Suicide prevention among Veterans continues to be VA’s top clinical concern. However, 14 of those 20 Veterans who complete suicide every day are not seeking care in the VA health care system. Some of those Veterans may not have been eligible for VA care due to their discharge from the military under other than honorable circumstances; yet it is these very Veterans that research demonstrates are at elevated risk for suicide.
It is for this reason that in 2017 former Secretary of the VA, David Shulkin, used his authority under current law (38 CFR 17.34) to provide VA mental health care in emergency circumstances for up to 90 days for the estimated 500,000 Veterans with other than honorable discharges. In 2018 this law was amended to provide needed mental health treatment for other than honorably discharged Veterans who served in combat or experienced military sexual trauma. Further, the amended law does not limit the length of these services, nor whether the mental health condition needs to be service related or not.
For more information, Veterans or their families may call the Iron Mountain VA Medical Center’s Enrollment/Eligibility Office at (906) 774-3300, extension 32810 or visit www.maketheconnection.net/FindResources.
VA is continually working to expand and enhance other suicide prevention initiatives as well.
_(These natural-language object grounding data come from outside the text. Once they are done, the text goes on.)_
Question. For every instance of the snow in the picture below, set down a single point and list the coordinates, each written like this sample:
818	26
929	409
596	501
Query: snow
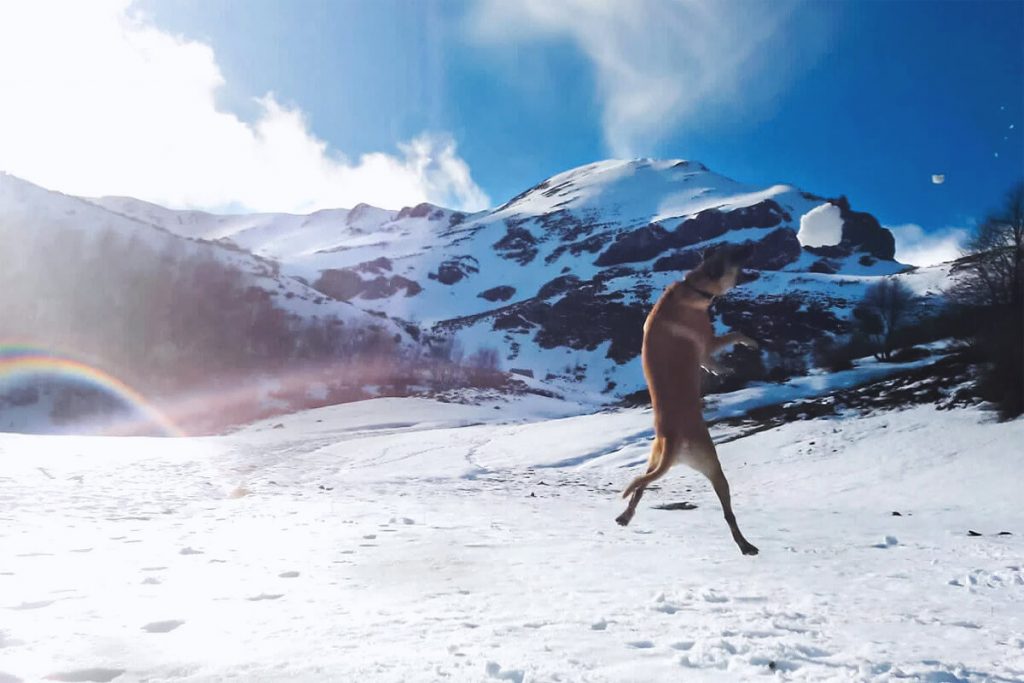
409	540
821	226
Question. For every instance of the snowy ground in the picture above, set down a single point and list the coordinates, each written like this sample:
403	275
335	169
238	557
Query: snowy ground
404	540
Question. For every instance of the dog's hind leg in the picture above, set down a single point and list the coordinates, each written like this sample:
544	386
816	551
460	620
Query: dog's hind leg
707	462
657	465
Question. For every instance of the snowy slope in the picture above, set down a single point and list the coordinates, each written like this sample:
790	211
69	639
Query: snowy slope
29	210
559	278
404	540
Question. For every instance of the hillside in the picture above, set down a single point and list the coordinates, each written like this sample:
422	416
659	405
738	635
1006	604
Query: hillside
284	311
559	278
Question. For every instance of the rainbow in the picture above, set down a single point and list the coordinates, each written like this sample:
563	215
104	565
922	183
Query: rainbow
24	361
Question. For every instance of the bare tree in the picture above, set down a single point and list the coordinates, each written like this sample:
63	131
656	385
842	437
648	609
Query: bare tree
888	303
990	285
991	272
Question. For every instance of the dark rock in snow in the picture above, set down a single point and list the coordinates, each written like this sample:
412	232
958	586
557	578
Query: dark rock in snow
500	293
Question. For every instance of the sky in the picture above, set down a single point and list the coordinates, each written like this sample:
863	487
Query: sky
273	105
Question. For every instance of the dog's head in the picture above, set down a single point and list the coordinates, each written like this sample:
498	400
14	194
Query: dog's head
721	268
VA is using innovative screening and assessment programs to identify at risk Veterans, bolstering mental health services for women Veterans, expanding telemental health services, deploying free mobile apps to help Veterans and their families, and using telephone coaching to assist families of Veterans (800-823-7458 or www.va.gov/coachingintocare). It has also initiated open access scheduling whereby all general mental health providers have unscheduled clinic times to meet with Veterans experiencing an urgent need.
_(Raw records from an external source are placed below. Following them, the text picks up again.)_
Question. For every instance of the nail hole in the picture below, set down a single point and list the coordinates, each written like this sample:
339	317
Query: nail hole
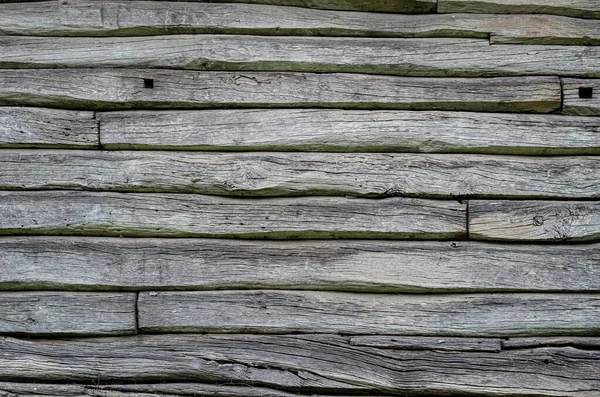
586	92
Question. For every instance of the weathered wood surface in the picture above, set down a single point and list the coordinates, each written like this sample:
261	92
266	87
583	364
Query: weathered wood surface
133	18
44	128
578	102
285	174
270	311
383	266
302	363
180	215
350	131
573	8
404	57
123	89
550	221
67	313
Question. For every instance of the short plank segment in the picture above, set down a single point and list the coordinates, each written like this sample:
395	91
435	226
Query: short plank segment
123	89
285	174
88	263
47	128
403	57
350	131
270	311
67	313
581	97
551	221
315	364
180	215
133	18
573	8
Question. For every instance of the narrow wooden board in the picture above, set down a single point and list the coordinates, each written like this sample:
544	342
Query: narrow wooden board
573	8
88	263
577	100
135	18
123	89
270	311
180	215
403	57
350	131
302	364
551	221
67	313
47	128
293	174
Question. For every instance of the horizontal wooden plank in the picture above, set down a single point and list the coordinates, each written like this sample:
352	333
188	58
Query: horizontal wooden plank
403	57
350	131
285	174
581	97
270	311
47	128
573	8
132	18
87	263
180	215
67	313
123	89
301	363
551	221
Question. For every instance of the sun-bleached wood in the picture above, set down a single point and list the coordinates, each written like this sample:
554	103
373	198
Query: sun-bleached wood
67	313
123	89
89	263
573	8
180	215
43	128
133	18
350	131
531	220
301	364
574	103
403	57
271	311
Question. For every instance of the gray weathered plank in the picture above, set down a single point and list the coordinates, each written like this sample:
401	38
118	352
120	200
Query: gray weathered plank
292	174
270	311
551	221
405	57
67	313
573	8
123	89
87	263
47	128
302	363
350	131
131	18
577	100
179	215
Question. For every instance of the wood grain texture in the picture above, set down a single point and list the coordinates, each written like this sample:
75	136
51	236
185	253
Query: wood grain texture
302	363
403	57
293	174
577	103
551	221
134	18
47	128
180	215
87	263
67	313
350	131
573	8
123	89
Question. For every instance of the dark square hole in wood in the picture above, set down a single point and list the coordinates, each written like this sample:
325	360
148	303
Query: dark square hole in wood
586	92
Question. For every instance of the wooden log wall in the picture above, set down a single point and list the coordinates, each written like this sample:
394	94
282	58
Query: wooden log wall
286	198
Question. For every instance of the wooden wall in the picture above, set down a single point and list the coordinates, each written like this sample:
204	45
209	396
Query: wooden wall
299	198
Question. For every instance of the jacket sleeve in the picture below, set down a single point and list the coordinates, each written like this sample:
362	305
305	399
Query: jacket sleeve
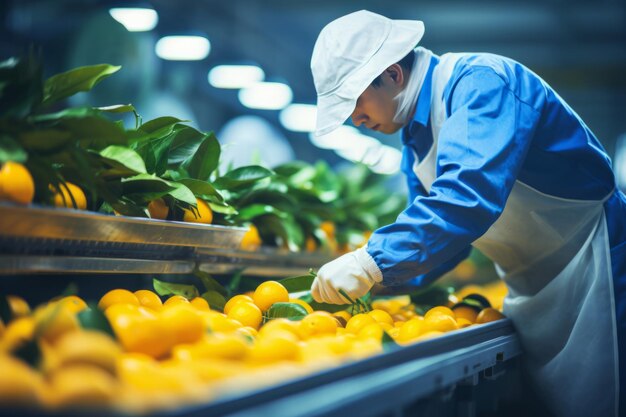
481	148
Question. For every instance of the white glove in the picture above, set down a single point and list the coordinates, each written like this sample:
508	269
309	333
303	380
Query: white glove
355	273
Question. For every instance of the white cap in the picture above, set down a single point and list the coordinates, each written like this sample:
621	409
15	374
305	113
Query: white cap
350	52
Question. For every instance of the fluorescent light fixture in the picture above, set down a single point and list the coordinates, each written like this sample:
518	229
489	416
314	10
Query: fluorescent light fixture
266	96
135	19
299	117
183	48
235	76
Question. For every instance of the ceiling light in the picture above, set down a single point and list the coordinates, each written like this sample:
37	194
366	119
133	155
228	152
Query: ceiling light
135	19
299	117
235	76
266	96
183	48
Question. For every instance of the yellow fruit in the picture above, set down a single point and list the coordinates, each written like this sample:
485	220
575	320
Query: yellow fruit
200	303
381	316
64	193
19	307
182	322
139	330
318	323
463	311
117	296
158	209
53	320
17	332
203	215
268	293
248	314
234	300
73	303
303	303
251	239
87	347
487	315
440	309
81	385
19	383
176	299
16	183
439	322
149	299
411	329
373	330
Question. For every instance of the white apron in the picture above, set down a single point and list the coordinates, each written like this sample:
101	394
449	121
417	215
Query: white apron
554	256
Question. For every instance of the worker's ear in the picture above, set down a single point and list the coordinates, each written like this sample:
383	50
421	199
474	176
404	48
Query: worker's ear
396	74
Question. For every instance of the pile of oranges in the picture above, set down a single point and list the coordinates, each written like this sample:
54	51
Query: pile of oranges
179	351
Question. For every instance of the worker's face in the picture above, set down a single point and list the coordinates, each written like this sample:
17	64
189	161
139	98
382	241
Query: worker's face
376	107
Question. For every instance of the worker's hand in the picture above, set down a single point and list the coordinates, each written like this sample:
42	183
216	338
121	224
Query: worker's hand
355	273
In addition to the above initiatives, Iron Mountain VA placed billboards in various locations across the UP highlighting the VA’s #BeThere suicide prevention campaign and the Veterans Crisis Line. It also created dog tags for Veterans with Veterans Crisis Line contact info and was recently selected to be part of a pilot national program to focus on reducing suicide in the Native American population.
The most important prevention efforts, however, come from those who are closest to the Veteran. No special training is required for people to show the Veteran in their life that they care and support them. VA is ready to help family and friends to start the conversation. I addition to the Coaching into Care, VA has resources to help through its #BeThere campaign (www.bethereforveterans.com). Veterans or their family and friends can also contact the Veterans Crisis Line 24/7 by calling 1-800-273-8255 (Press
1), chatting online at www.VeteransCrisisLine.net, or sending a text to 838255.